Let’s look briefly at a few of the (almost limitless) possibilities that easily demonstrate this technique.

Rolling the Iliotibial Band/Quadriceps Around the Femur

This can be done in prone, supine, or a side-lying position and is extremely beneficial for proper hip and knee tracking. First, determine if the muscles and fascia have bias to rotate either laterally or medially around the femur to determine which direction to release. Keeping your hands soft and applying force with your body weight, simply grab as much tissue as possible and deliberately rotate around the bone (rather than rotating the bone) to end range, and then apply steady pressure until you feel the tissue release (Image 1). The key is steady pressure rather than using too much effort and trying to force things. This could be equally effective with the adductors or hamstrings.

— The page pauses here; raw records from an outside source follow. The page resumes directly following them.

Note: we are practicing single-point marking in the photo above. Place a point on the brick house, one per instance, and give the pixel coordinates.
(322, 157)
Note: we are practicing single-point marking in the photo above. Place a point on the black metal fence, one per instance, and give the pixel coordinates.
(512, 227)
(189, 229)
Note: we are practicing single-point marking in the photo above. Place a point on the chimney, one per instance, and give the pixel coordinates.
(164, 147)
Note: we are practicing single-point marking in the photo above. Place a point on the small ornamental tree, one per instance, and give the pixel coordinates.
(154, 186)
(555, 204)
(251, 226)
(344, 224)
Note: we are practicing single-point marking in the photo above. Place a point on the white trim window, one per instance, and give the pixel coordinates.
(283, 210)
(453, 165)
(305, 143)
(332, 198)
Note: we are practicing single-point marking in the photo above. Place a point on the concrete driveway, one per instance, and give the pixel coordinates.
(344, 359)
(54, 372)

Mobilizing the Deltoid and Upper Trapezius 

So many forces in our lives put us into a forward-slumped shoulder position. Most often the whole deltoid complex is rotated forward around the shoulder joint, causing negative effects on posture and glenohumeral function. 

 My students love the technique of grabbing the entire deltoid complex and rotating it around the joint in a posterior direction, again patiently waiting for a release. You may also take advantage of active motion by having your client slowly move the humerus into internal or external rotation as you hold the tissue stationary (Image 2).

Not all trapezius tension is due to short muscles. While you are at it, why not use a soft fist to gently mobilize the upper trapezius posteriorly (Image 3)? 

Freeing the Calf 

The side-lying position affords the best mechanical advantage using one or two soft fists (Image 4), but flexing the knee in supine position will also offer a stroke that really feels good and allows for gripping the whole calf (Image 5). 

I hope these options give you some clarity and strategies for rolling muscles and that it proves helpful in your practice. I find that clients love the feeling, and they often say that they haven’t experienced the sensation before and describe the work as “molding clay.”